Australian think tank

The Australian Public Policy Institute is an independent public policy institute in Australia, previously named the James Martin Institute for Public Policy.

The Institute is based in Sydney and Canberra, Australia and was established in 2021 as a government and university joint venture between the New South Wales Government and three Australian universities: the University of Sydney, University of Technology Sydney, and Western Sydney University. The University of New South Wales, Charles Sturt University and the University of Wollongong have since joined the partnership.

The Institute aims to promote evidence-based policy in Australia. APPI was included in an analysis of evidence institutes around the world undertaken by the Paul Ramsay Foundation, and its research has been referenced in Parliamentary reports and testimony in government enquiries. It has also been referenced as a possible alternative to government contracting for external consultants.

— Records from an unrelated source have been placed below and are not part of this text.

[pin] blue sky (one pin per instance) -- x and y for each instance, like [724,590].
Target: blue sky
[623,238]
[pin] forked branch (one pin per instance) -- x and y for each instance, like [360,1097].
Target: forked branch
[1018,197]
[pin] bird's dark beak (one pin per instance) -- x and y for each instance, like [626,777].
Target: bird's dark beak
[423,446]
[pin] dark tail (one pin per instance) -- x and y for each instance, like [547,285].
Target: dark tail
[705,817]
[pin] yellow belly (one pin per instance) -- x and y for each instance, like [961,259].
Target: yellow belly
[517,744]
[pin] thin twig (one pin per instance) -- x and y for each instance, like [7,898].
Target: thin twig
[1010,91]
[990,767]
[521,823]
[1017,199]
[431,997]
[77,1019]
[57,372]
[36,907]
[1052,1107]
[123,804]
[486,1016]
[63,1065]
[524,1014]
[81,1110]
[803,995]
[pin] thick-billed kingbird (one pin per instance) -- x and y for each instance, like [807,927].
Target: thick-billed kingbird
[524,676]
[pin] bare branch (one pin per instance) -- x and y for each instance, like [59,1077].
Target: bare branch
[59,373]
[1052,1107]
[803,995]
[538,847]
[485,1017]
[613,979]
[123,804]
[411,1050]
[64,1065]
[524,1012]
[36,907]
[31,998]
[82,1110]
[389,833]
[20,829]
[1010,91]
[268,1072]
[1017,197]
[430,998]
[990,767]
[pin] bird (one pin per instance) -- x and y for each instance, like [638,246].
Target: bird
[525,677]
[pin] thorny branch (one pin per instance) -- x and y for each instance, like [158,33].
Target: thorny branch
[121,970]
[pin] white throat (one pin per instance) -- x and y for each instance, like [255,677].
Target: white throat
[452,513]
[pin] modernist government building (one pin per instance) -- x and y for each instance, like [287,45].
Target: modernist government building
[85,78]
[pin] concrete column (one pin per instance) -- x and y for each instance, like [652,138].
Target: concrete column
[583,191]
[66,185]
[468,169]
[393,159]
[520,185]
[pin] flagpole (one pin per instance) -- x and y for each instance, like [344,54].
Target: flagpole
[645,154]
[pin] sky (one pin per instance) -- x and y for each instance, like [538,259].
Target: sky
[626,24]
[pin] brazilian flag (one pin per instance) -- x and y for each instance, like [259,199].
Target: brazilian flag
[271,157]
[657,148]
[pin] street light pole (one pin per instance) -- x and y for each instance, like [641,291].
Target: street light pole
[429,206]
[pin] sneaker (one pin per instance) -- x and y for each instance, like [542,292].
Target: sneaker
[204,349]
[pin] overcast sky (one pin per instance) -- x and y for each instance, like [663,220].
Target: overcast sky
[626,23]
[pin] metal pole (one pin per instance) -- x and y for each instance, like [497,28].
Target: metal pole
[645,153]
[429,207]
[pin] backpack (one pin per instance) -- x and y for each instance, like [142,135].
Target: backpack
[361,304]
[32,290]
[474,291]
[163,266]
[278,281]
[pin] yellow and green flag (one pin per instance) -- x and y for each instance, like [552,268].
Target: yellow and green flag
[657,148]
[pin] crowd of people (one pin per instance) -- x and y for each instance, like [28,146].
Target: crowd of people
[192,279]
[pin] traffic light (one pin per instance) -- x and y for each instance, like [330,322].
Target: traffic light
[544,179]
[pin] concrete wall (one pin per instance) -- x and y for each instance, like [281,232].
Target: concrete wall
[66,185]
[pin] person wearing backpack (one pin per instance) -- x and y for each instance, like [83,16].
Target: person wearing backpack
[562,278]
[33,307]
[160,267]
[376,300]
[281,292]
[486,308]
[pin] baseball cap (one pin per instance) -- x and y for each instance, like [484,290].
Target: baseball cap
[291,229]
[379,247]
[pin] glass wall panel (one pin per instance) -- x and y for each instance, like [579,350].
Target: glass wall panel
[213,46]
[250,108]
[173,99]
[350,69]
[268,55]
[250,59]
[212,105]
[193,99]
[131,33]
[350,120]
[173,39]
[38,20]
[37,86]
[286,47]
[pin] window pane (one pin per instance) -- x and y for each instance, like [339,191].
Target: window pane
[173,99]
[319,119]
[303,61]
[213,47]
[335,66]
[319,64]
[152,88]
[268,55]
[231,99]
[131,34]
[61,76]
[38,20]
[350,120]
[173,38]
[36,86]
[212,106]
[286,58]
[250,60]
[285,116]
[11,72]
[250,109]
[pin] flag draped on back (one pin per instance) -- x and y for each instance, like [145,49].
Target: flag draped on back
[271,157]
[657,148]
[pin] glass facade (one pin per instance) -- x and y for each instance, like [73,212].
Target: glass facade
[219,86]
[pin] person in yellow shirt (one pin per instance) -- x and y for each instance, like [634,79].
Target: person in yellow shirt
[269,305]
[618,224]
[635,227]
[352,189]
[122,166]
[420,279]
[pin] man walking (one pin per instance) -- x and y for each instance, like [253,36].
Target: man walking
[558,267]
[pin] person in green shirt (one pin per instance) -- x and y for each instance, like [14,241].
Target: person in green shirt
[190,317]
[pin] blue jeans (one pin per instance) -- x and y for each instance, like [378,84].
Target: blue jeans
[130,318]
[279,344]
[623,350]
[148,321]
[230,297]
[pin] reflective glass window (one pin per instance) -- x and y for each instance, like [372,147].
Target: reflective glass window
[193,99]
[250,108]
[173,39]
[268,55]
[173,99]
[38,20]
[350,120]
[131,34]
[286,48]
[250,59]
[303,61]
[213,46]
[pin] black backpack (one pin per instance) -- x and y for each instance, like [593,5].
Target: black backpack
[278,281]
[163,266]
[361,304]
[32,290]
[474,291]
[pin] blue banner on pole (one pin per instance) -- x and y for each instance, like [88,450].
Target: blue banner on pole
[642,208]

Its recent projects include child protection and out-of-home care reforms, Australian Government reforms for funding university teaching and scholarship, support for the New South Wales Anti-Slavery Commissioner on the office’s Strategic Plan and the regulation and governance of artificial intelligence. The Institute offers an annual round of grants to university research teams. Recent successful projects have explored facial recognition technology, Indigenous-led climate solutions, and electric vehicle uptake. It also offers fellowship opportunities for projects focused on housing, increasing productivity in manufacturing, and other government policy priorities.

APPI hosts public conferences including the annual Oration, last delivered by Australian Governor-General Sam Mostyn AC and previously by former Premier Dominic Perrottet.

The Institute is led by Libby Hackett, former CEO of UK's University Alliance. The Chair of the Board is Peter Varghese AO, former Secretary of the Australian Department of Foreign Affairs and Trade.